“Here is the world. Beautiful and terrible things will happen.”
This has always been one of my favorite quotes. I saw it come across my Twitter or Fb feed on September 11th and I thought to myself, yes, terrible things do indeed happen. I wanted to write a post that day but the words just wouldn’t come. Yes, I remember where I was that morning. I remember how I went to work and tried to make the most of my day. All of my movements mechanical, doing what I love by rote. Trying to make sense of what was happening. I remember how I felt. Forever changed by an incident that didn’t affect me personally but affected me all the same.
Don’t we all have those incidents in our lives? Those things that forever change the way we look at the rest of our lives. Financial losses. The loss of a child. A spouse. A partner. A friend. Rejection and disappointment from a parent. Death and devastation at the hands of another. Rape. Murder. Abuse. The loss of trust due to spiritual abuse at the hands of the church.

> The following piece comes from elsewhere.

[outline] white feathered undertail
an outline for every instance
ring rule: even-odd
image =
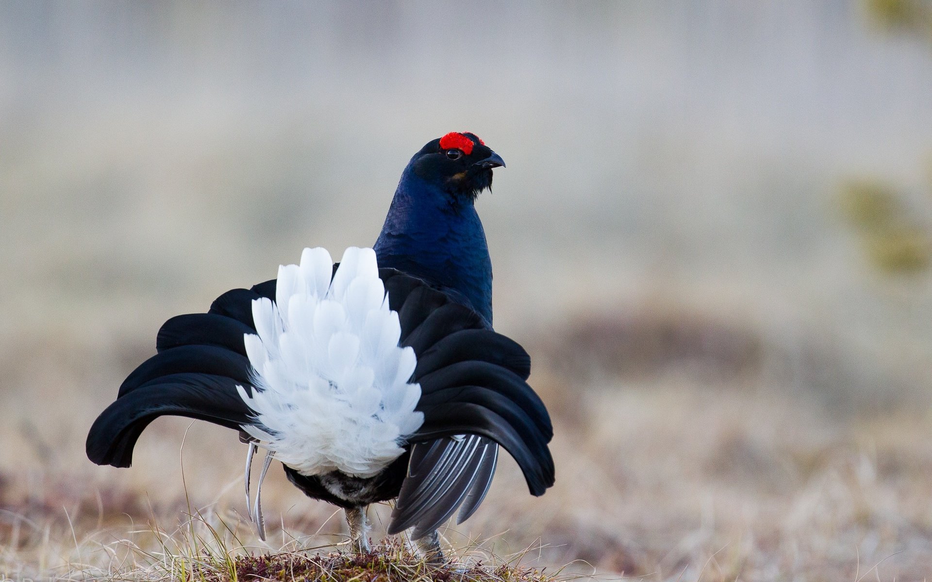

The list is endless. This list of terrible things. And as varied and unique as each and every one of us. For many of us, when these things happen, we begin to question and to doubt. Our faith. Our beliefs. The very existence of God. At the very least, the existence of a god who loves us and cares about the things that happen in our lives. And this becomes one of those terrible things.
“Don’t be afraid.”
This is the part I struggle with. I imagine many of you do as well. How in the world can you not be afraid? Of being hurt. Of loss. Of being disapppointed. Of devastation. Of being alone. There are times when the fear is overwhelming. Times when the fear is paralyzing. So much so that we forget to live our lives in the moment because we spend so much time living in the what ifs.
“I am with you.”
We also forget that God is with us. He never promised that life wouldn’t be difficult. That there wouldn’t be things that would knock the breath straight out of us. And when you grow up in church being told that these things happened because you didn’t believe enough, pray enough, have faith enough, you question the very existence of a loving God. The existence of grace. Of restoration. Of redemption.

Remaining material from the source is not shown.